The full pipeline has four steps, wrapped by the single function census2020_get_data():

  1. census2020_download() — fetch the zip files from the Census Bureau
  2. census2020_unzip() — unzip the data and geographic header files
  3. census2020_read() — read and merge the pipe-delimited files
  4. census2020_clean() — rename columns, compute total area, subset

The one-call pipeline

census2020_get_data() runs all four steps. Try it with a couple of small states so the download is quick:

blocks <- census2020_get_data(c("DE", "DC"))
dim(blocks)
head(blocks)

By default it returns the columns blockfips, lat, lon, pop, and area (area in square meters). To keep every available column — including the race/ethnicity breakdown — pass cols_to_keep = "all":

blocks_all <- census2020_get_data(c("DE", "DC"), cols_to_keep = "all")

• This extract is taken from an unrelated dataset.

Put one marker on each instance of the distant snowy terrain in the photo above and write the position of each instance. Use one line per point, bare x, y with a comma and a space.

# The race/ethnicity subgroups sum exactly to the total block population:
groups <- c("hisp", "nhwa", "nhba", "nhaiana", "nhaa",
            "nhnhpia", "nhotheralone", "nhmulti")
all.equal(blocks_all$pop, rowSums(blocks_all[, ..groups]))

Controlling downloads

  • folder — where zip files are saved (default: a temporary directory).
  • overwrite = FALSE — skip downloading any zip already present in folder.
  • timeout — seconds before an individual download times out (default 180).
blocks <- census2020_get_data(
  c("DE", "DC"),
  folder = "~/census2020zip",
  overwrite = FALSE,
  timeout = 300
)

Building the EJAM data tables

census2020_save_datasets() splits the cleaned blocks into the five tables EJAM uses, and computes each block’s population weight within its parent block group:

tables <- census2020_save_datasets(blocks)
names(tables)
#> "bgid2fips" "blockid2fips" "blockpoints" "blockwts" "quaddata"

Island Areas

Block-level data are not published for the Island Areas, so these come at block-group resolution via a dedicated helper:

islands <- census2020_get_data_islandareas()  # VI, GU, MP, AS

census2020_get_data() can also accept a mix of mainland states and Island Areas and will dispatch each to the appropriate reader.

Technical references

See the help for ?census2020_read for links to the Census Bureau technical documentation describing the files, tables, and variables.